Denn Frustrationen sind beim Gebrauch dieses Mikroskops äußerst wahrscheinlich, wobei die niedrigeren Vergrößerungsstufen eigentlich brauchbar wären.

Statt dem Firlefanz-Set  und unbrauchbaren Barlow-Zeugs zwei passable Okulare, eine Beleuchtungseinrichtung, die ein Fachkundiger konstruieren sollte, und ein meinetwegen fixierter, simpler Kondensor.
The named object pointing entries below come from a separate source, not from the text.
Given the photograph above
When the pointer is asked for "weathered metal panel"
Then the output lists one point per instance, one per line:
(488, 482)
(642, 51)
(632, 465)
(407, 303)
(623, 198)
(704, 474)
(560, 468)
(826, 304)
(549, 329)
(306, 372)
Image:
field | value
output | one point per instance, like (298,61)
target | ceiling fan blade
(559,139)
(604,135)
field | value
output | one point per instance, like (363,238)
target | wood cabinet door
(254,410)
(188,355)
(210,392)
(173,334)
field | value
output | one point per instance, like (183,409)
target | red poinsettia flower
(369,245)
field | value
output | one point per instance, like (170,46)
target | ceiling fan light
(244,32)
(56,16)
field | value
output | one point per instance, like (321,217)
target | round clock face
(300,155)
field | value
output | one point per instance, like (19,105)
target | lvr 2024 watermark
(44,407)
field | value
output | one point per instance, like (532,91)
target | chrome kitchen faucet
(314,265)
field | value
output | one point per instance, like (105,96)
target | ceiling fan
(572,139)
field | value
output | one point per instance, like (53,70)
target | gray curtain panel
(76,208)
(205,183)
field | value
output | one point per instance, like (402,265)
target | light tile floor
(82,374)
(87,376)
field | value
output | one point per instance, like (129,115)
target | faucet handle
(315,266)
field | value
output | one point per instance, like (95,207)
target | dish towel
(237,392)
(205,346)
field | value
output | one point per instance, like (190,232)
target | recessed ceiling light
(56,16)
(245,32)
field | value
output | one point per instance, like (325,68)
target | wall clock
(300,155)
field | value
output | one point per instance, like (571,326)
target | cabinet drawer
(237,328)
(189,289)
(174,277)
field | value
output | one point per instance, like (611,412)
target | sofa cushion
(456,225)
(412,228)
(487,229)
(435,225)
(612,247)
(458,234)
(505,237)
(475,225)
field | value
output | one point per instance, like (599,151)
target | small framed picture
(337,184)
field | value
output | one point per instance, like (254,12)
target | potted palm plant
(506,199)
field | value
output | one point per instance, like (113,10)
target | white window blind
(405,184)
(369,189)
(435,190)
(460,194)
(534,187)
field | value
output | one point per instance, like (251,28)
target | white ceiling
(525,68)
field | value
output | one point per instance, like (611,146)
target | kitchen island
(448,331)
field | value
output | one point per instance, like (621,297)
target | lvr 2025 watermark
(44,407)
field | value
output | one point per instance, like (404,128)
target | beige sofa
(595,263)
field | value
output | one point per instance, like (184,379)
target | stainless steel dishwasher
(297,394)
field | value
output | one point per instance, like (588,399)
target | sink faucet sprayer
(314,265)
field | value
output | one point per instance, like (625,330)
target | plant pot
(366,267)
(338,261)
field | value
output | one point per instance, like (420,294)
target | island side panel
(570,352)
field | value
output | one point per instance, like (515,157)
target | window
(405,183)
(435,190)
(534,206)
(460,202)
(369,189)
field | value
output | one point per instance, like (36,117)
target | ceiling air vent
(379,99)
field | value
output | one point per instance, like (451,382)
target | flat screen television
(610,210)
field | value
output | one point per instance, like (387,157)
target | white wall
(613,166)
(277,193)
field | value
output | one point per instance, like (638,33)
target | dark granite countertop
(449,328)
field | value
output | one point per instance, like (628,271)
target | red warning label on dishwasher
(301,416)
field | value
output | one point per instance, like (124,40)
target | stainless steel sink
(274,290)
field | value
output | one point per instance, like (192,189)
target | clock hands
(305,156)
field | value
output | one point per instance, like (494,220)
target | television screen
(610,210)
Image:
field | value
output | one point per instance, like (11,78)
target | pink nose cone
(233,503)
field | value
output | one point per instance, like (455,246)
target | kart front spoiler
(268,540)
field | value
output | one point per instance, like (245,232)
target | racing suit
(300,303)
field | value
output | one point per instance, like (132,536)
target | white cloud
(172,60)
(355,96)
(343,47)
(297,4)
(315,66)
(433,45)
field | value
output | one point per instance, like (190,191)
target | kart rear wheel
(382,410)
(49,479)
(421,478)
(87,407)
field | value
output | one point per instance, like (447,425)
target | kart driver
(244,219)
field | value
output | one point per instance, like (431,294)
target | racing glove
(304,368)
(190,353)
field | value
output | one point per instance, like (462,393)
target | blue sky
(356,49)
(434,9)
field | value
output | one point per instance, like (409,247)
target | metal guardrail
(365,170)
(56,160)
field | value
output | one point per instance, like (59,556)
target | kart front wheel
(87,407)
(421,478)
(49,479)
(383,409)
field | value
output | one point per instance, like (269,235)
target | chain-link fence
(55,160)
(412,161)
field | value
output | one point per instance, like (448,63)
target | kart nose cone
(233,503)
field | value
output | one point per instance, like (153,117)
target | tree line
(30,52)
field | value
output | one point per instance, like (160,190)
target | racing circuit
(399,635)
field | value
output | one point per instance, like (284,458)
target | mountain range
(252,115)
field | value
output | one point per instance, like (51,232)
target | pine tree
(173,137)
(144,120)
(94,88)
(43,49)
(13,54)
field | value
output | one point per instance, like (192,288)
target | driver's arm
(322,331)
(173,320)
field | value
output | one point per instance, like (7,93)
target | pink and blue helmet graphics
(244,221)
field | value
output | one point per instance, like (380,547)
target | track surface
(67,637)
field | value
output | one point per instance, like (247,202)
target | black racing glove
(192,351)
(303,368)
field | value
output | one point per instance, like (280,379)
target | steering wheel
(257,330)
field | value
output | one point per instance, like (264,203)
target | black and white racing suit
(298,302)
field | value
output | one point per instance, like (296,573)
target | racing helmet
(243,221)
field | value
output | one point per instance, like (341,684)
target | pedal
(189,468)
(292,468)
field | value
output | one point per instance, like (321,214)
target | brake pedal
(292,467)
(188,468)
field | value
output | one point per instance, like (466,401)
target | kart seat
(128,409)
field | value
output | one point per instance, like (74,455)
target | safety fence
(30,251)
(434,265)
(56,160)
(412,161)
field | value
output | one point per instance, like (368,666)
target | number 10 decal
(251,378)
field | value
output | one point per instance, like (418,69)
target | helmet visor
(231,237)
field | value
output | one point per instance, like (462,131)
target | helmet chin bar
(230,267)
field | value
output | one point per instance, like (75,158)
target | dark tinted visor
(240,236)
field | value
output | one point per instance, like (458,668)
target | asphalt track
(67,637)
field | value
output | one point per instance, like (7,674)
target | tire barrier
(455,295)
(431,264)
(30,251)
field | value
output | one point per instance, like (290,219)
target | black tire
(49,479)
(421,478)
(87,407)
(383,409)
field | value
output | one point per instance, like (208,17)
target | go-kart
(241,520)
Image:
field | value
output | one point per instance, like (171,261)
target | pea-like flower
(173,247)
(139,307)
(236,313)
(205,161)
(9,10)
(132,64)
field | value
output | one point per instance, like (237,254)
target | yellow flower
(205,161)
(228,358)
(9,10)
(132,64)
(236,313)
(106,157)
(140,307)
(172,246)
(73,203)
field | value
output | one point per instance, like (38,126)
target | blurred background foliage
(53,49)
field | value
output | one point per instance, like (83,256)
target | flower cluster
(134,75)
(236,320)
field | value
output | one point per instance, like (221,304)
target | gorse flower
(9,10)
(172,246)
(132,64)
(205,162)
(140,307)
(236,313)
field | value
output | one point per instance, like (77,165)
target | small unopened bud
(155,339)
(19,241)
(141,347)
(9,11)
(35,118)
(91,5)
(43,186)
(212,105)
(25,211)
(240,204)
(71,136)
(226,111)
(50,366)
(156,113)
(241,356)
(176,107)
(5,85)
Mit durchdacht gemachtem Design würden die Herstellungskosten damit nicht mal höher ausfallen.

(den Verkaufspreis ab Werk in China bei größeren Stückzahlen sehe ich bei ca. $ 25,-).


Was mir schon seit weit über einem Jahr auffällt: Der Gebrauchtmarkt von nicht professionellen Mikroskopen wird von ,,Bioluxen" geradezu überschwemmt.

Mein Beitrag oben ist bitte als Tuning-Spielerei aufzufassen, und keineswegs als Marken-Empfehlung für junge und ältere Einsteiger in die Mikroskopie!

Für einschlägig Interessierte existieren auch in der Preisklasse (neu) von ≈ € 120,- weitaus bessere Lösungen.